My friend and the countless, nameless innocents all over the world must live knowing that these photographs of them as children doing degrading, humiliating and horrific things are in the public domain, alive forever.

Mr. Flanagan and Mr. Black both seem to understand that without child porn consumers, there would be no market within which to sell.  But they dismiss this concept, since they see viewing the pictures as a lesser crime than actually taking the pictures.  Isn’t someone who receives stolen goods, but who does not do the actual stealing, also guilty of a criminal offense?  Isn’t the driver of a getaway car in a robbery-turned-murder also guilty of participating in that murder?  You don’t have to commit the active part of a crime to be considered an equal or essential part of it.

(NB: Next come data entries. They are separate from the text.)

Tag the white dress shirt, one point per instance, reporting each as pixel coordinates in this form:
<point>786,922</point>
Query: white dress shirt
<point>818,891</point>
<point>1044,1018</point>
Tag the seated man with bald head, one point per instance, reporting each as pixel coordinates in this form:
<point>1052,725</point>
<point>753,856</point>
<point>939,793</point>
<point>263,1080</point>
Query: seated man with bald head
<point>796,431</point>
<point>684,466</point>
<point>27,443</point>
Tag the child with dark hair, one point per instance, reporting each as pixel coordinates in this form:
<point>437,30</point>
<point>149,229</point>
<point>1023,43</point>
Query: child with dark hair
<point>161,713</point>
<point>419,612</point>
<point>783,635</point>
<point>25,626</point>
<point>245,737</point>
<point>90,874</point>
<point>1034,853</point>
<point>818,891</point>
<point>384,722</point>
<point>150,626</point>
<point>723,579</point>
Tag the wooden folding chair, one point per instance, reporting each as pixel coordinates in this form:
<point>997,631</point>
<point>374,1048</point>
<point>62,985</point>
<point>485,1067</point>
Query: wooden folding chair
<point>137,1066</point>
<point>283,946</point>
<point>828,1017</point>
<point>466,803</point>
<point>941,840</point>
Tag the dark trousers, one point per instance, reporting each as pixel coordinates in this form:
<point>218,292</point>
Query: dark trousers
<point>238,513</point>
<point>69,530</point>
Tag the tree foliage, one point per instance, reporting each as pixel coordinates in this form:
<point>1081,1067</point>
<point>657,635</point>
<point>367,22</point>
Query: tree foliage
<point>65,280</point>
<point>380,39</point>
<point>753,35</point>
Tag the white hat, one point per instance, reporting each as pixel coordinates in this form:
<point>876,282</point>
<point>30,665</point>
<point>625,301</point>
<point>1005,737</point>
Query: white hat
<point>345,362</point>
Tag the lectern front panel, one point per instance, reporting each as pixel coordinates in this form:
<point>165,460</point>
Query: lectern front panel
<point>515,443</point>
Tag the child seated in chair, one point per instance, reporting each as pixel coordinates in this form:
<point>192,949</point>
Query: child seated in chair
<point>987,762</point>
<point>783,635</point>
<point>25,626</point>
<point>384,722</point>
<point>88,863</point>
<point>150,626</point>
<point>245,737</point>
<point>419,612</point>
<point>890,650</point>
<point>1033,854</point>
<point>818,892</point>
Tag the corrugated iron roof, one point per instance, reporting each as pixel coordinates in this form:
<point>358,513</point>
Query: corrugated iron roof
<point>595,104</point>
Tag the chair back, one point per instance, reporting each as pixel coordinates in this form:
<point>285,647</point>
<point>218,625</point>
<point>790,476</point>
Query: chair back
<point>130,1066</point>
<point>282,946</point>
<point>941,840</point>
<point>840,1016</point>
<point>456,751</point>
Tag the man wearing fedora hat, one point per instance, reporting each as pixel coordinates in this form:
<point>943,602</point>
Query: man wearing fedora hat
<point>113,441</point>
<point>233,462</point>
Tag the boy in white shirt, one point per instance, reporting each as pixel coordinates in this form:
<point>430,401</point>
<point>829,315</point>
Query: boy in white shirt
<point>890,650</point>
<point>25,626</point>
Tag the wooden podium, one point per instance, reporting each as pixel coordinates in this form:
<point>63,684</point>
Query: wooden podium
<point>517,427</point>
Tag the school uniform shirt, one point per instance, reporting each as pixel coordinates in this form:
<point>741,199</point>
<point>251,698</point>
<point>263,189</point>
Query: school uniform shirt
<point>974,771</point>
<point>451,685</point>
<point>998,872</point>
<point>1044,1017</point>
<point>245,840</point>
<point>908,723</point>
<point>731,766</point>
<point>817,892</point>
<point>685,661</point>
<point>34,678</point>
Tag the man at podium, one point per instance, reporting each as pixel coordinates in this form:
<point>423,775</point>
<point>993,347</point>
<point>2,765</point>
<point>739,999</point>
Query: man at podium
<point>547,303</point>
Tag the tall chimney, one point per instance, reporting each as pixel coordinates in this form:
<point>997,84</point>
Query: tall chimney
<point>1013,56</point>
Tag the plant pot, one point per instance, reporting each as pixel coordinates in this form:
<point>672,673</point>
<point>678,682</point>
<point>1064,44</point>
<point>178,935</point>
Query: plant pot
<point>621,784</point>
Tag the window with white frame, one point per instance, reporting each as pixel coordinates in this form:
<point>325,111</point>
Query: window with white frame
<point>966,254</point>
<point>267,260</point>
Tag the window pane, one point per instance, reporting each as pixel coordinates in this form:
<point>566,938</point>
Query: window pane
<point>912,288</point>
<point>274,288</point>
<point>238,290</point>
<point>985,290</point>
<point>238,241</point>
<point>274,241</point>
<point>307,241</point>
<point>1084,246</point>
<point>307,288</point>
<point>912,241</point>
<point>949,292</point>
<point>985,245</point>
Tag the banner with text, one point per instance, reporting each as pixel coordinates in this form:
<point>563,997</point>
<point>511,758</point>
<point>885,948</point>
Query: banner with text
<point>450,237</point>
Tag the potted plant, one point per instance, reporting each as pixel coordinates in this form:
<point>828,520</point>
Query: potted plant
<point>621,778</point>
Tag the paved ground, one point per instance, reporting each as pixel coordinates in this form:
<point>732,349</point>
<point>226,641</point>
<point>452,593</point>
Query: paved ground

How would Mr. Flanagan and Mr. Black feel if photographs were taken of them naked, while repeatedly being forced, at gun or knife point, to perform repugnant, humiliating, shameful and degrading sexual acts with women, or with other men, or children, or animals, or with them torturing others, etc.?  What if these pictures were shared on the Internet for interesting and cultured men to jerk off to at their whim?  How would they feel then about having this material available for all to see?  What if the viewers of these pictures were uninteresting and uncultured – would that be less okay?

Again, the discussion of whether or not to incarcerate child porn viewers is not the subject of this outraged diatribe.  I am trying to convey that the end users of child porn, whoever they may be, are willing participants in the cycle, whether they purchase the material or get it for free.  They are child porn enjoyers – consumers of filth, whose existence perpetrates the crime.